PALABUHANRATU – Kepala dinas penanaman modal dan pelayanan terpadu satu pintu (DPMPTSP) Kabupaten Sukabumi Ali Iskandar menyoroti aksi yang dilakukan masyarakat peduli lingkungan di halaman kantor Setda, Kamis, (14/11) kemarin.
Menurut Ali Iskandar, terkait yang dipertanyakan, perusahaan Metapor yang bergerak dibidang listrik mikro hidro tersebut yang orientasinya terbarukan, dan menjadi pembackup PLTU untuk tahun 2035 harus tidak beroperasi, saat ini keberadaan perusahaan yang dimaksud memang peruntukannya untuk menjaga tegangan listrii antara Lembur situ sampai dengan Palabuhanratu.
“Memang ada beberapa titik lagi yang direncanakan oleh PLN, pemerintah pusat untuk dibangun dengan memanfaatkan energi terbarukan, melalui mini hidro, mikro hidro ataupun PLTA yang kemudian menjadi pilihan energi biru yang terbarukan,” ungkap Ali
“Nanti mungkin di Cibuni 3 juga ada investor yang akan masuk, nah itu kan perusahaan yang sejak lama tahun 2012, memang ditengah jalan ada akuisisi menejmen nya tapi perusahaannya tetap sama,” imbuhnya.

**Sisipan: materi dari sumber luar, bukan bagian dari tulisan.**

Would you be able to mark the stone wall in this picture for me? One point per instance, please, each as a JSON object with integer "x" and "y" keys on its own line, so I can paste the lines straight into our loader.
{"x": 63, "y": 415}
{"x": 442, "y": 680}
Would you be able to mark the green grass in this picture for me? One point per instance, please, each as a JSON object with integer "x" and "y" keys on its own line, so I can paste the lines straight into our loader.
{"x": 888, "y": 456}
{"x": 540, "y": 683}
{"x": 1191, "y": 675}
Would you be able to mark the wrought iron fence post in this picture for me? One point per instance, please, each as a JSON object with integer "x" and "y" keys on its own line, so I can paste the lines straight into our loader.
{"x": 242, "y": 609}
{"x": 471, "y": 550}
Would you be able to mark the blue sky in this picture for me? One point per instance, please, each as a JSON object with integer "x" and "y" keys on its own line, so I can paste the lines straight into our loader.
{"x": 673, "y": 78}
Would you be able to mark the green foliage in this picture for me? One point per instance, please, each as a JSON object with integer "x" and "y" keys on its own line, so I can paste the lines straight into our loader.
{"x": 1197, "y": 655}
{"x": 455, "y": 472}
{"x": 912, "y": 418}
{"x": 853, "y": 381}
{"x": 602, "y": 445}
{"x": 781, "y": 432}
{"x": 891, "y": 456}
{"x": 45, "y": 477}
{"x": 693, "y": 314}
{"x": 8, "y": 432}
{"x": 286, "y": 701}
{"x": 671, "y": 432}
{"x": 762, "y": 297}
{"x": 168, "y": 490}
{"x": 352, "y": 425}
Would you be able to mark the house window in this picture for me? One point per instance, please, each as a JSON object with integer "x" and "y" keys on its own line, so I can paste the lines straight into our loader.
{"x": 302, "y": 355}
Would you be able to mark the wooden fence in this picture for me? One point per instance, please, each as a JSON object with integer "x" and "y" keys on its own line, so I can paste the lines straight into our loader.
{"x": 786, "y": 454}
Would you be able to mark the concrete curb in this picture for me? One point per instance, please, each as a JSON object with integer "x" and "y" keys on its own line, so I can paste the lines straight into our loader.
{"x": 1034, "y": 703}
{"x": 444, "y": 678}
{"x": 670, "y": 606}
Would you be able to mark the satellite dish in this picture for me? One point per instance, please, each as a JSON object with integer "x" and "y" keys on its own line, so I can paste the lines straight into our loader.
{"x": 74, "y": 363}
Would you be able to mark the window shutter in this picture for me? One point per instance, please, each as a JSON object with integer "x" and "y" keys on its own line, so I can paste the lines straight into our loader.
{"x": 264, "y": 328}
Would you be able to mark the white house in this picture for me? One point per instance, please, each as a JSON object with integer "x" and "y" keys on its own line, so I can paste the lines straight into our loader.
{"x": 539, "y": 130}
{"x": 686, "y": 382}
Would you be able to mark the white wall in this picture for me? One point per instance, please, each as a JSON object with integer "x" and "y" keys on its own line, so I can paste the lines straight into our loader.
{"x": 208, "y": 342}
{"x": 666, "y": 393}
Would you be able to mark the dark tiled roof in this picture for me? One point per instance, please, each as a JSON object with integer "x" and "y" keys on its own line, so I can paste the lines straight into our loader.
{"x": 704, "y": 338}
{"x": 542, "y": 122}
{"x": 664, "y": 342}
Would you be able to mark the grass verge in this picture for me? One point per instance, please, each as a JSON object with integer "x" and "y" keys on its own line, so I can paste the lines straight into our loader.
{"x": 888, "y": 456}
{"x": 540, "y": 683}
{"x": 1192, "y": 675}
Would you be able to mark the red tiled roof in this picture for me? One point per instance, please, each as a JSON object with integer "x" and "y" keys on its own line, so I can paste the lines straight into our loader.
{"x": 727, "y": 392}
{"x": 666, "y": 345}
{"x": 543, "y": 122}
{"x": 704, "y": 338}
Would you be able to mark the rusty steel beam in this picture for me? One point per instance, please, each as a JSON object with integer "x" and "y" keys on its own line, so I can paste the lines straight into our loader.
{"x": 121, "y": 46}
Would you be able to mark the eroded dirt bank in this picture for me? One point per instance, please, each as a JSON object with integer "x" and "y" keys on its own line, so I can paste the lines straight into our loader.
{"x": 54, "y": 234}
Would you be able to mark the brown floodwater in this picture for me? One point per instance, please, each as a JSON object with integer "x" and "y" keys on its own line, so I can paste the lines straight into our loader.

Dijelaskan Ali, memang disaat pihaknya mendapatkan informasi diawal bulan September lalu langsung melakukan pemetaan data dilapangan bahkan sampai datang ke perusahaan bersama unsur terkait, karena DPMPTSP sistemnya selalu dijaga dan tidak bisa bertindak sendiri, yaknk melibatkan lingkungan hidup, tata ruang, satpol PP, kecamatan, desa kantor sosial dan pemukiman.
“Nah yang kita soroti persyaratan dasar, kalau perizinan, sudah berbasis OSS, persayaratan dasar berkaitan dengan ruang dan sudah keluar tahun 2012 SPPL nya untuk perusahaan itu sebenarnya,” jelasnya.
“Memang awalnya oleh rekan rekan disebut, perusahaannya bukan perusahaan metapor, memang dari izin awal dari dokumen kita tahun 2012 SPPL nya atas nama Metapor. SPPL itu berkaitan dengan ruang, yang saat itu disebutnya itu,” imbuhnya.